Insomma, la nuova finanza sta crescendo, non ha ancora minacciato la posizione delle banche tradizionali, soprattutto nel mondo occidentale, ma sta accumulando rischi elevati, che possono diventare anche di rilievo sistemico. Gli investitori non sembrano preoccuparsi più di tanto e stanno facendo lievitare i prezzi delle azioni dei nuovi attori a valori molto elevati e certo non suffragati dagli utili attuali né da quelli prevedibili a medio termine. Il che genera almeno due considerazioni.
1 Occorre garantire parità di condizioni concorrenziali fra la finanza tradizionale e la nuova. Ci sono molte difficoltà tecniche e giuridiche da superare, ma ormai il fenomeno è troppo consolidato per aspettare ancora. Certo: la regolamentazione costa, ma è il prezzo da pagare per ridurre al minimo la probabilità di crisi. Quindi, non si vede perché non debba essere sopportato dalla nuova finanza in misura proporzionale alla vecchia. Naturalmente poiché la nuova finanza non ha confini, occorre un consenso internazionale, esattamente come è stato fatto negli anni Ottanta per la regolamentazione del capitale delle banche.

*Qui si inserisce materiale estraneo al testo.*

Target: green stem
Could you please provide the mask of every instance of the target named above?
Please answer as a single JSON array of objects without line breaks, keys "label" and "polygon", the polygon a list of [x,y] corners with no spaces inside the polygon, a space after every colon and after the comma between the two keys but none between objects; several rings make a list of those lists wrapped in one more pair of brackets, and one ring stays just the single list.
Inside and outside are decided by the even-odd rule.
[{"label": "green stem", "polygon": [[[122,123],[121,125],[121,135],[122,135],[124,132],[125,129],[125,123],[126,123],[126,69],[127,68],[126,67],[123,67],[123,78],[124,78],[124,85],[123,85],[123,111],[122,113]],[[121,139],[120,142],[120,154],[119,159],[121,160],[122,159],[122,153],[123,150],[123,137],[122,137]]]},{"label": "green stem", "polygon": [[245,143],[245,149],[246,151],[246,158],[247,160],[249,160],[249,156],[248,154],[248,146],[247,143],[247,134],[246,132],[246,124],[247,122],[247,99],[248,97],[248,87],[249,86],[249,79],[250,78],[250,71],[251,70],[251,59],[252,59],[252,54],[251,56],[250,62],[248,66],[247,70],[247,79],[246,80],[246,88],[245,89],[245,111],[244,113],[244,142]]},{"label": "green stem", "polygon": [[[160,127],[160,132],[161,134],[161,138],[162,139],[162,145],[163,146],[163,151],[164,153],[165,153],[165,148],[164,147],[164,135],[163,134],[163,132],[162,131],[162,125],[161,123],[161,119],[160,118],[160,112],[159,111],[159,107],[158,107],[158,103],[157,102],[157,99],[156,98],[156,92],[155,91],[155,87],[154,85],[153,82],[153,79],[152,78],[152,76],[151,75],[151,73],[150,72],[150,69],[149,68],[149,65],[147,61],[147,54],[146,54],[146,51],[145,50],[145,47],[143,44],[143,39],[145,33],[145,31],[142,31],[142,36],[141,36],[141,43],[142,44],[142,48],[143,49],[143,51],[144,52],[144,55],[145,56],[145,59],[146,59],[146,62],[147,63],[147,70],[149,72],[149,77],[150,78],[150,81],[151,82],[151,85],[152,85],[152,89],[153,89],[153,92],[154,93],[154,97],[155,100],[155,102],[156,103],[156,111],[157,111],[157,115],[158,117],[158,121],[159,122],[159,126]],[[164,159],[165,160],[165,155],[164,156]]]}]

2 L’analisi del Fondo consolida il sospetto che si siano formate bolle speculative sulle azioni dei protagonisti della nuova finanza, esattamente come era avvenuto alla fine del secolo scorso per le imprese tecnologiche. Anche allora il mercato aveva commesso l’errore tipico delle bolle, a cominciare da quella sui tulipani nell’Olanda del Seicento. Quella di credere che un’idea innovativa sia di per sé fonte di successo. Al contrario, nelle grandi fasi di trasformazione per ogni imprenditore come Steve Jobs ce ne sono centinaia che falliscono e così succederà nel mondo del Fintech. Questo oltre che essere un ulteriore elemento per rendere urgente una regolamentazione è un monito per gli investitori che credono ciecamente all’innovazione. Guardate al futuro della tecnologia, ma anche al passato delle lacrime versate (in ritardo) da tanti investitori troppo ottimisti.